Rating: 7.8/10.
It is unclear whether or when strong AI (superior to humans on a wide range of tasks) will be achieved, but many experts predict 2040-2050. Some possible ways to achieve strong AI:
- Current artificial intelligence path: unclear whether this will succeed, but it’s also the most unpredictable, since a small missing piece can instantly produce strong AI.
- Whole brain emulation: emulate the physical processes in a human brain. There are a lot of technological rather than theoretical challenges to emulate it at sufficient detail, and we’ll see much more gradual progress that gives us time to react.
- Selective breeding: eugenics program to breed high-intelligence humans, may be accelerated using biotech. Morally questionable, and gives some time before they mature.
The AI takeoff may be slow (over years or decades) or fast (in hours or days), so human organizations may or may not have time to react. Once AI has initially exceeded human ability, it will rapidly improve itself or use its programming skills to develop even stronger AI, and humans will be left in the dust. It will be very difficult to keep a superintelligent AI boxed, since it can develop advanced technology and there are many ways that it can get out of the box, eg, by hacking computers over the internet, tricking the human attendant, etc.

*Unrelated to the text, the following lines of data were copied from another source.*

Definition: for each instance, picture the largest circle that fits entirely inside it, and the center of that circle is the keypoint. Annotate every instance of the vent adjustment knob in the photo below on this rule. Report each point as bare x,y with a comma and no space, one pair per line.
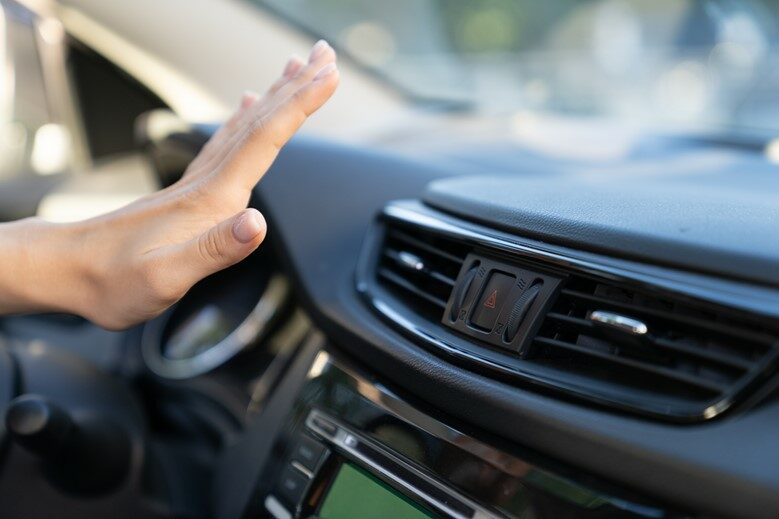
518,313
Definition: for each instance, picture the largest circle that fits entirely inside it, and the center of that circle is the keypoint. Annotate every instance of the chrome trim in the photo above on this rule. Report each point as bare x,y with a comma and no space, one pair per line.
760,301
411,261
252,328
356,447
619,322
276,509
752,298
332,368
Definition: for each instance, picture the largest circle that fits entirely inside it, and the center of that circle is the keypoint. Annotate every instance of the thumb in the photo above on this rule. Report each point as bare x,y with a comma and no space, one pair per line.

The AI may have very different values from humans, for example, it might want to calculate millions of digits of pi, or turn every atom in the universe into paperclips, depending on how we programmed it. It may learn to deceive and act nice so that we let it out of the box, then when we can’t control it, it takes over and starts turning everything into paperclips. No matter its final goals, it will probably have convergent intermediate goals like avoid being destroyed, avoid goals being changed, and acquire more resources. The latter may be the end of humanity if it decides to turn every atom in the universe to computers to calculate more digits of pi.

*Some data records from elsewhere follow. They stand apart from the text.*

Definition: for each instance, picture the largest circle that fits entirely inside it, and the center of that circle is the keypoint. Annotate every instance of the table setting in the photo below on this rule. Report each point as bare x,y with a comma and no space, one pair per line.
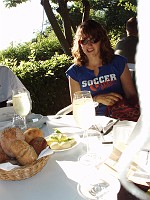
63,169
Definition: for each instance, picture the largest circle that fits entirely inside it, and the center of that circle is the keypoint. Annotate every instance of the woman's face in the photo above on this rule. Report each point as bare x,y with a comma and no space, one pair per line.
90,46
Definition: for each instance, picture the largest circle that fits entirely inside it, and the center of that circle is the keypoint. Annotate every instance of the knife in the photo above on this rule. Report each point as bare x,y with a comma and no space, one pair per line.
110,128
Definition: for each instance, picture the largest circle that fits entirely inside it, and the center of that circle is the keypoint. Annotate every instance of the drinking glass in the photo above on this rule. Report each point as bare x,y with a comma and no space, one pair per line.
84,115
21,104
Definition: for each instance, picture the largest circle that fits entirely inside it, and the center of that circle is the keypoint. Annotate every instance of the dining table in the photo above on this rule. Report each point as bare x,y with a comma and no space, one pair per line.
60,176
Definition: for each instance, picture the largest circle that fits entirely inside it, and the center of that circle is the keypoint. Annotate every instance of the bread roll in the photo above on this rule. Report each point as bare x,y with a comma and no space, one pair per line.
24,153
39,144
3,156
32,133
9,135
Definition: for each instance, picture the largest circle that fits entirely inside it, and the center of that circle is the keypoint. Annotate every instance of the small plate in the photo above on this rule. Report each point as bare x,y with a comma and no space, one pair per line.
6,113
77,139
35,120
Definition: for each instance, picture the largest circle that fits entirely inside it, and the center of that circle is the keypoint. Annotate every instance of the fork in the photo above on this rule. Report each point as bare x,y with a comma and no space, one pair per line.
99,189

It’s hard to keep a strong AI boxed up, but specifying a good objective function is difficult as we ourselves have a blurry idea of what is morally “good”. Once it’s deployed, the AI will resist having its values changed, so we have one chance to get it right. There may be ways to specify values indirectly, something along the lines of “do what you think humans want AI to do” — this way, the hard philosophical work is offloaded to the AI. It should be flexible enough to allow for our morals to change (after all, slavery was commonplace not that long ago), and humans should retain our own autonomy and not allow AI to dictate the fate of our race.
In Bostrom’s view, strong AI is an existential risk and a ticking time bomb that may explode a few decades from now, yet many of the basic philosophical problems remain unsolved, and many people aren’t taking it seriously. For the most part, AI researchers aren’t too worried about strong AI takeover, we’re more concerned about shorter-term societal risks like bias in ML, economic effects of AI replacing jobs, etc. But this book makes a good point that strong AI is at least a long-term risk that should be looked into sooner rather than later.

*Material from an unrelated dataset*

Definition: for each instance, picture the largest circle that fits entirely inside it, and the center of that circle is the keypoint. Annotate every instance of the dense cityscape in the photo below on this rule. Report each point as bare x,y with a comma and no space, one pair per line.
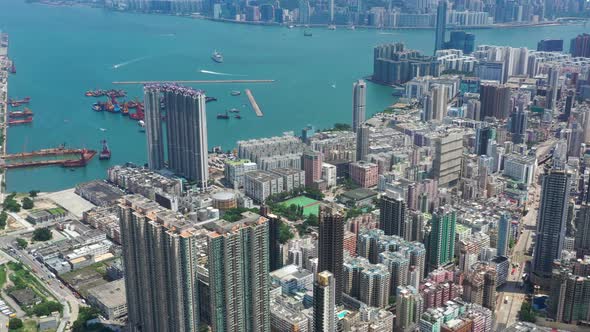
463,206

Overall, interesting book that studies AI from an academic philosopher’s perspective. The main takeaways are that: (1) keeping a strong AI controlled is non-trivial, and (2) specifying a value function is also non-trivial and could messing it up creates an existential risk. The bulk of the book assumes that almost any AI will end up converting the entire universe into computational nanobots in order to single-mindedly maximize a value function. It seems strange to me that a superintelligent being will do something so stupid, but of course strong AI is so far in the future that we don’t know how it will behave.
In the various scenarios considered, the book starts off as an interesting thought experiment about how modern society will be affected, but eventually goes into esoteric scenarios that are logically possible but far removed from reality. For example, the economics of a world billions of years in the future where all resources in the universe have been used up, and we revert back to a Malthusian limit where each of us gets just enough resources to survive and no more. Or a decentralized social structure where each AI supervises two AIs in a binary tree. I guess this is the style of academic philosophy but it’s probably futile to consider things so far in the future.